I had the good fortune to watch previews of The North, from the Netherlands and French contribution The Mohican — though both, like a number of the participating films, are transnational and multilingual works that undermine simplistic ideas of “nationhood” (thus subverting the ethno-nationalist populism that continues to threaten Europe).
The North is written and directed by Dutchman Bart Schrijver, and one of its pair of protagonists (Chris, played by Bart Harder) is Dutch, but the film’s sparse dialogue is mostly in English, it is set in the epic landscape of the Scottish highlands and its other main character (Lluis, played by Carles Pulido) is Hispanic. The Mohican plays out in the equally dramatic setting of Corsica, where the island’s inhabitants have, over centuries, merged Italian and French cultural and linguistic identities.
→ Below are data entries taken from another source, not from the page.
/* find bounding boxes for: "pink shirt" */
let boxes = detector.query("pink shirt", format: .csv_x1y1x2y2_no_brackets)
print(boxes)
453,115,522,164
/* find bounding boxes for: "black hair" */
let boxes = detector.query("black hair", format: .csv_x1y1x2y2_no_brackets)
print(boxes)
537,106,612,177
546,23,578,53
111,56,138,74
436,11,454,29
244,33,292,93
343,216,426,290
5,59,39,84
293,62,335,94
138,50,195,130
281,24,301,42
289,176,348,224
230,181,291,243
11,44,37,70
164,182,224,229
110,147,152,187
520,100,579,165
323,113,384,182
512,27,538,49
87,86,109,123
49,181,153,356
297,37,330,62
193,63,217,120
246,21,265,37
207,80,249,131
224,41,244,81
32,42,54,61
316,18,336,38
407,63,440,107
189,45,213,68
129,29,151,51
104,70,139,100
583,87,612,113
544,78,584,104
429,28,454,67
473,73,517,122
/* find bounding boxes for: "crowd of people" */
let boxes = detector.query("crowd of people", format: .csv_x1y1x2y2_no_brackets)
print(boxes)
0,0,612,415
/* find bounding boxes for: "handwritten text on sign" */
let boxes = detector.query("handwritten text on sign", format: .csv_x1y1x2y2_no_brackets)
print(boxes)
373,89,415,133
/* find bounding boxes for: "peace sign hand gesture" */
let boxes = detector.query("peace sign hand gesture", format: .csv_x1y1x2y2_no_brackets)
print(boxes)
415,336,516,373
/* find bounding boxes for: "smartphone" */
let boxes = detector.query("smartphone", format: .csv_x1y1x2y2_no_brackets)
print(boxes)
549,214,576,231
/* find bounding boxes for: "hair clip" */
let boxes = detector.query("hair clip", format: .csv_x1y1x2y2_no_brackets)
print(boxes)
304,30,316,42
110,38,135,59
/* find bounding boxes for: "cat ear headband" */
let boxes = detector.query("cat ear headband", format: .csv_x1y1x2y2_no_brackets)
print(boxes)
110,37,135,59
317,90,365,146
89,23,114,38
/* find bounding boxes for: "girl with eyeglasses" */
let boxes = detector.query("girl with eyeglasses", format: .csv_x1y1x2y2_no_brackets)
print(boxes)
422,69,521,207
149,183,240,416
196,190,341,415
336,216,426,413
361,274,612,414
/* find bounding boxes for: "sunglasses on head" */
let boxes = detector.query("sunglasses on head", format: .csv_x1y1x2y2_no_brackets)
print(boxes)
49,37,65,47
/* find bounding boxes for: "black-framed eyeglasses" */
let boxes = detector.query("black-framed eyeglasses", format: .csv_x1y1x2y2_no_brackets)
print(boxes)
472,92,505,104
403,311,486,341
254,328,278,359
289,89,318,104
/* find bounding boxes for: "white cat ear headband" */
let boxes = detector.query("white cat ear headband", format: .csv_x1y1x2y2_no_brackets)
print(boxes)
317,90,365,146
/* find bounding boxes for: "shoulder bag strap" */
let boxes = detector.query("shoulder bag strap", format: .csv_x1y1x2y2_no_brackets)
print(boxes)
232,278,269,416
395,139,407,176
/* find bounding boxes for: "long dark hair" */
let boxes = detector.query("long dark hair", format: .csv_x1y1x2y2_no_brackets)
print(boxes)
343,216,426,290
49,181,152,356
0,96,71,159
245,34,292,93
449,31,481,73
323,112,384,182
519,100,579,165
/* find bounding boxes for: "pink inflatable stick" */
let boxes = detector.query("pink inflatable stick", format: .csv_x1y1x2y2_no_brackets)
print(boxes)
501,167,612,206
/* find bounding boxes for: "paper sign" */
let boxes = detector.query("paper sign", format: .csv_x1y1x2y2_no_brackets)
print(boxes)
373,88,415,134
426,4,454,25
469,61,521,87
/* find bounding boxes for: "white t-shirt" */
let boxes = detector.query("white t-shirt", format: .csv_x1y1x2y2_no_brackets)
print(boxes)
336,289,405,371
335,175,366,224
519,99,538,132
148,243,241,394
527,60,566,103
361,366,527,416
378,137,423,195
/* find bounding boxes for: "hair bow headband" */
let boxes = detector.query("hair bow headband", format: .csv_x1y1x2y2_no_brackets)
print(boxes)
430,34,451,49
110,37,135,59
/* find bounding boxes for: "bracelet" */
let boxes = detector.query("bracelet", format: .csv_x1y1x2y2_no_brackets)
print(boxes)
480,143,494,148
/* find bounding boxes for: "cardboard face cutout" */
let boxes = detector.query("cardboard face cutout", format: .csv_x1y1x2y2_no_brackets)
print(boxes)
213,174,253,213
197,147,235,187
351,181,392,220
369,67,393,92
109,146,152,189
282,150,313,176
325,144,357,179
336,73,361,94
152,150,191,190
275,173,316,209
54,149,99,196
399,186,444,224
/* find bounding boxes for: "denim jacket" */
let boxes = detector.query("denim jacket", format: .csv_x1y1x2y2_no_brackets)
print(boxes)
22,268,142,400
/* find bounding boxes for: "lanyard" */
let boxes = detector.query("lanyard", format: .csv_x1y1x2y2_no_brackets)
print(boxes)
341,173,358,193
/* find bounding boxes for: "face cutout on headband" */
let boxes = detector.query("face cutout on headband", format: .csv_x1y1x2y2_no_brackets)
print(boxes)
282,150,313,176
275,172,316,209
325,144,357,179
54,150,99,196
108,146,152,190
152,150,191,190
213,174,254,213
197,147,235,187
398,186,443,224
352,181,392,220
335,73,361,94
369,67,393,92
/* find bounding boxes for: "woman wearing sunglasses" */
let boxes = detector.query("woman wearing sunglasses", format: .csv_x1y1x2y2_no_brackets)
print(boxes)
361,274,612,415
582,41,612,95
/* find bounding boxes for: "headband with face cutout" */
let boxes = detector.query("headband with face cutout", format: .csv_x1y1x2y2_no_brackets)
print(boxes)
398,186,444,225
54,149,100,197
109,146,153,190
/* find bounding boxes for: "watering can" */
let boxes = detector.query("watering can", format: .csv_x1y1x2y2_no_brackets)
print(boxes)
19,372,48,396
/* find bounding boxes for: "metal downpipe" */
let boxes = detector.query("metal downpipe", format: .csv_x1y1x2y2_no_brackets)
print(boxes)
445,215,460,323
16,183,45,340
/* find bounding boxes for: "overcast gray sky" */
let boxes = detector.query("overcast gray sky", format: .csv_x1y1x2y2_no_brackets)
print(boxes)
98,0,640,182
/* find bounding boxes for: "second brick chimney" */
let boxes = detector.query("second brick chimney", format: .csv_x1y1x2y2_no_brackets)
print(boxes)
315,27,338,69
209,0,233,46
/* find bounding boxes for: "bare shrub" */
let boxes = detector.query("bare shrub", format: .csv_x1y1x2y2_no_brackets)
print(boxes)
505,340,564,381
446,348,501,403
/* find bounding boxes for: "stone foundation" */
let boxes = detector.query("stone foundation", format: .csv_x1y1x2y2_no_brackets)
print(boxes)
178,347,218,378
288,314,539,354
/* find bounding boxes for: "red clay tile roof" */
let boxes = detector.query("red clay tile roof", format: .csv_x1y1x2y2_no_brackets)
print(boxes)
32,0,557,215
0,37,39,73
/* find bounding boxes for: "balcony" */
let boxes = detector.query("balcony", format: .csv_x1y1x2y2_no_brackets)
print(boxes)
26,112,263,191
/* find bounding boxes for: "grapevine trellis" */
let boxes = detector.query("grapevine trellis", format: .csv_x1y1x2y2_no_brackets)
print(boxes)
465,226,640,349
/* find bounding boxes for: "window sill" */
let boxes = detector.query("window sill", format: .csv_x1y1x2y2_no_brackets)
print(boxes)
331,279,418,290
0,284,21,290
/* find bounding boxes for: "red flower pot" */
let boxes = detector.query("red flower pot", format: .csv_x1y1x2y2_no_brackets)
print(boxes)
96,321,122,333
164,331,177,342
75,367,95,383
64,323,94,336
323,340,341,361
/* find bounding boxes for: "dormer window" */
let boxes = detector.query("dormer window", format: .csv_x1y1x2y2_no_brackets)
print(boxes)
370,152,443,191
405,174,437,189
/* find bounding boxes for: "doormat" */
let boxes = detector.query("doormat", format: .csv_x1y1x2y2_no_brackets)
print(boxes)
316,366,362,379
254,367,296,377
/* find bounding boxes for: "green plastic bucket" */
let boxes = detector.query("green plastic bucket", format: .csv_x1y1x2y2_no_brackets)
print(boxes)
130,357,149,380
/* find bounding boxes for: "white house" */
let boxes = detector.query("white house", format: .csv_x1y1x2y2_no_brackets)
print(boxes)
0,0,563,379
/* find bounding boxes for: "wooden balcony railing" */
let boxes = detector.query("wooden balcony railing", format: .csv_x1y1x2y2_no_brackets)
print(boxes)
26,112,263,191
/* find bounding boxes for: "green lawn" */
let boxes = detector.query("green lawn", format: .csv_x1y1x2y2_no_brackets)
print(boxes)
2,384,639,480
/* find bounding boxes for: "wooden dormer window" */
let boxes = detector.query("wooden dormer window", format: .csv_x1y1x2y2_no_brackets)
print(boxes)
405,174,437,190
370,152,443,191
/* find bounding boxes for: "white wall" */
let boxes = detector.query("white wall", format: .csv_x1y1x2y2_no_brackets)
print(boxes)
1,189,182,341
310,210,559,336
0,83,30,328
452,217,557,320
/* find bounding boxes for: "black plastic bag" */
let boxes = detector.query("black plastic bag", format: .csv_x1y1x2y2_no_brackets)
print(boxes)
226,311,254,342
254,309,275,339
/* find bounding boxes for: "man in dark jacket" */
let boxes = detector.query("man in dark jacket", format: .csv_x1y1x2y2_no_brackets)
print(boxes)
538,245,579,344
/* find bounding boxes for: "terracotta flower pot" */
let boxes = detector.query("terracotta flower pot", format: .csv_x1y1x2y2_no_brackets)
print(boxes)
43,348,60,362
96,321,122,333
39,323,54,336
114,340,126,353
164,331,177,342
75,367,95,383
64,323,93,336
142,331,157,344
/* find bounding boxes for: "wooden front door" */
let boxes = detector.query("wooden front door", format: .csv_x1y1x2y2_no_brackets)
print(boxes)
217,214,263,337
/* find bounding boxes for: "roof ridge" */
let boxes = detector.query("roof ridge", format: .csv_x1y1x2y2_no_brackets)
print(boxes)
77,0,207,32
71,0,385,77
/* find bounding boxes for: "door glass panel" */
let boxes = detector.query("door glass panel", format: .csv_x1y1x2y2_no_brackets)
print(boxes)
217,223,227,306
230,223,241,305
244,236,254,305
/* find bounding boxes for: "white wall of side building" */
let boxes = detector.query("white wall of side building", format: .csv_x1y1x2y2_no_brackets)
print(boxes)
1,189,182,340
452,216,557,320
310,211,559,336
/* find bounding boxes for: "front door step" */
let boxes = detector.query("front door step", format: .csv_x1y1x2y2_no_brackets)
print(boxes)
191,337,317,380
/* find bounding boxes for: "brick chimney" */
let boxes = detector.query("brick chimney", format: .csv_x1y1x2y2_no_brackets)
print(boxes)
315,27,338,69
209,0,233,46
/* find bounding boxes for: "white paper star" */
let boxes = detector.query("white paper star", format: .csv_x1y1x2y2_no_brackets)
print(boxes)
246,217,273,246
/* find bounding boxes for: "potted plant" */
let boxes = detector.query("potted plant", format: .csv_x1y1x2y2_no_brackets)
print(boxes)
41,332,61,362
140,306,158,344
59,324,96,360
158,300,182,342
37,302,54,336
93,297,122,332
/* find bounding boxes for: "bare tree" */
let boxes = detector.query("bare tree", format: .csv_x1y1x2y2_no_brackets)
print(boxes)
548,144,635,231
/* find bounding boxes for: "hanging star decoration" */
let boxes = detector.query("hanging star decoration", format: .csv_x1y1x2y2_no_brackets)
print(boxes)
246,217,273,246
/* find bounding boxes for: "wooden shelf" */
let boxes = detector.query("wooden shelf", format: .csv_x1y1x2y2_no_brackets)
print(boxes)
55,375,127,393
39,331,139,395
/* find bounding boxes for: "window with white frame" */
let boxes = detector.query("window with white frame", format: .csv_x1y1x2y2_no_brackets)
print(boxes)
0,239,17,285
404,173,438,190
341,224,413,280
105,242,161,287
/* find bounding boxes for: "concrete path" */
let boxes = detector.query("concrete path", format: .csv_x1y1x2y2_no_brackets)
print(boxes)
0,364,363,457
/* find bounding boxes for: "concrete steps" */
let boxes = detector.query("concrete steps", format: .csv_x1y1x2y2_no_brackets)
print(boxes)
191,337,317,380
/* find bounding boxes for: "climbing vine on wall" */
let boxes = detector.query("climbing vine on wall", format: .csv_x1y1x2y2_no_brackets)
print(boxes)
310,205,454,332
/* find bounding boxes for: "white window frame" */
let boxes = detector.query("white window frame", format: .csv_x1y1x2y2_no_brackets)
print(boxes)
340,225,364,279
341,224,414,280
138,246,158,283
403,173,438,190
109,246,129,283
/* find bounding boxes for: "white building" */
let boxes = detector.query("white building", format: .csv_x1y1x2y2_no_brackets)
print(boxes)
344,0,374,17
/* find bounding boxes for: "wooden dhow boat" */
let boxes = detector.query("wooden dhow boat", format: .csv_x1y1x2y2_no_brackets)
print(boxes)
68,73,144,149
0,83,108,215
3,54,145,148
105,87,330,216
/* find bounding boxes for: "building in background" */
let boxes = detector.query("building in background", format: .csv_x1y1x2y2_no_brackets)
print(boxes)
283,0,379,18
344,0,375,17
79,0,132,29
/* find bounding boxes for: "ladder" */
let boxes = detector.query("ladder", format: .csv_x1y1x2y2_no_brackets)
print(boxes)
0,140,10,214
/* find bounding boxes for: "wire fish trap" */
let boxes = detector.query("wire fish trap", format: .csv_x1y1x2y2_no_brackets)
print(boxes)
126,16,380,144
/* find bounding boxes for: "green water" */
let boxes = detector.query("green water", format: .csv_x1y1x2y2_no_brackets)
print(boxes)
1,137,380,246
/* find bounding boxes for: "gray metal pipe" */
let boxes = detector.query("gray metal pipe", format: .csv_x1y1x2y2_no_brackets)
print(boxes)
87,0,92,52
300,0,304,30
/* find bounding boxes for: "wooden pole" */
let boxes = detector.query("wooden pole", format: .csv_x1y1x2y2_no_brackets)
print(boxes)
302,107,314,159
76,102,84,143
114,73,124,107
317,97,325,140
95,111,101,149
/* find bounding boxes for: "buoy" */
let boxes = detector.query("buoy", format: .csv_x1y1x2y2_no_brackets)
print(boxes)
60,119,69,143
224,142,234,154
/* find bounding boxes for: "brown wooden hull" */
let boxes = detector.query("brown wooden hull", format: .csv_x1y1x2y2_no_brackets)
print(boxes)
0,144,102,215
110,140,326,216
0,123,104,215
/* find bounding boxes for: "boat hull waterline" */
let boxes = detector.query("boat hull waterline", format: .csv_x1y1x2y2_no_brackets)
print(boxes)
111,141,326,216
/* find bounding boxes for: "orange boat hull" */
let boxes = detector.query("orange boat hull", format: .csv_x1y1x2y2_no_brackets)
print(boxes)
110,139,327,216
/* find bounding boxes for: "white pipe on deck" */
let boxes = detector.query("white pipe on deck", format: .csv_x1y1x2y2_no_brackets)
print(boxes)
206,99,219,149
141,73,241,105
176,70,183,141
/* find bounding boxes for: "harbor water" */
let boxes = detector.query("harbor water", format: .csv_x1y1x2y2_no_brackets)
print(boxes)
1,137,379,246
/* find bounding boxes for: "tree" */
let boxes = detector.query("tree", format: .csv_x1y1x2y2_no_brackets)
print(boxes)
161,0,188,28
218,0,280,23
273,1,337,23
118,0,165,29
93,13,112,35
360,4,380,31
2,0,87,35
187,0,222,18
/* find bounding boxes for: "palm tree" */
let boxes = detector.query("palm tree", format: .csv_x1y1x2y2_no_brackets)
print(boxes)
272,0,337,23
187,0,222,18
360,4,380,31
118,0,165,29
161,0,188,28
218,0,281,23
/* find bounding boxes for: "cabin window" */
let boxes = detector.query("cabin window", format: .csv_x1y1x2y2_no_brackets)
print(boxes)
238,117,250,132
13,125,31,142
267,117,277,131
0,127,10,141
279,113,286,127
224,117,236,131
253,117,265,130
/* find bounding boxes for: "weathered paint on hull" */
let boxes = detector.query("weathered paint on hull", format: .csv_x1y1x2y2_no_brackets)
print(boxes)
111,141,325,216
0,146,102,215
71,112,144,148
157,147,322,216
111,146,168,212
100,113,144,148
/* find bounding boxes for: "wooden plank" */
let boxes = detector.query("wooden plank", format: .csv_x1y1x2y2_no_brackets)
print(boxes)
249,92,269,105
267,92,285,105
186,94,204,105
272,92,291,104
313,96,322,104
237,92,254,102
Both films are dominated by the vast natural elements of mountain and ocean, as well as the signs of human attempts to tame or traverse them: pastures and pathways, boats and lighthouses. The quiet heroes are battered by wind and rain, get lost in the dark, wince at the sun. Their surroundings are apt for what become terse but titanic battles between tradition and modernity, between old ways of being and the ineluctable pull of the new — all reinscribing a set of ancient, eternal human needs and weaknesses.
The Mohican pits a modest goat farmer (Joseph, played by Alexis Manenti) against Corsican mafiosos who want his land to expand their development of coastal villas, resorts and other construction projects. Hovering in the background is the island’s long history of invasion and faltering resistance, its spirit of fierce independence unable to successfully counter the economic and political forces at play on the Mediterranean mainland.
On the run from gangsters, Joseph becomes a champion of Corsicans who are fed up with conspicuous wealth and corruption. It is a burden he did not ask for, and it is a heavy one to carry, though he is aided by his social media-savvy niece and a stern brotherhood of fellow goatherds. The Mohican draws on the “one good man” and “David versus Goliath” Western movie tropes, but it does not offer the viewer a Hollywood-style resolution (this is a French film, after all). Instead, as we are left watching Joseph limp into the wilderness, we wonder how long he will survive.
It is an image reminiscent of much of The North, though the plucky wanderers in that film are confronting more subtle foes: inner demons rather than gun-wielding goons. Chris and Lluis are best friends — or rather, they used to be. Over the course of 10 years, they have drifted apart, but they reunite for a great adventure: hiking 600km along Scotland’s West Highland Way and the Cape Wrath Trail.
Chris isn’t able to commit himself fully to the experience, remaining connected to work and home responsibilities via his phone except in the most remote areas. Lluis, despite his enthusiasm for the journey, can’t quite get his act together: nursing injuries, sleeping late in the mornings, doing nightly battle with a leaking inflatable mattress. They talk little, and when they do, conversation is strained. They bicker more and more, struggling to find common ground in shared rituals like playing Uno.
The friendship seems close to dissipating. They are on separate paths — figuratively and, for days at a time, literally. Lluis’ difficulties are unclear; Chris’ apparent selfishness is not entirely explicable. As we slowly piece together pictures of their respective preoccupations from fragmentary exchanges, the film builds not to a climax but to a moment of catharsis and solidarity.
The North is an astonishing piece of cinematography, its highland vistas matched by exquisite sound editing that captures every crunching footstep, the click of a trekking pole, a tent zip, a camp stove — in fact, every rustle and squeak of life on the trail. It is an immersive sensory and meditative experience that will stay with you long after the end credits.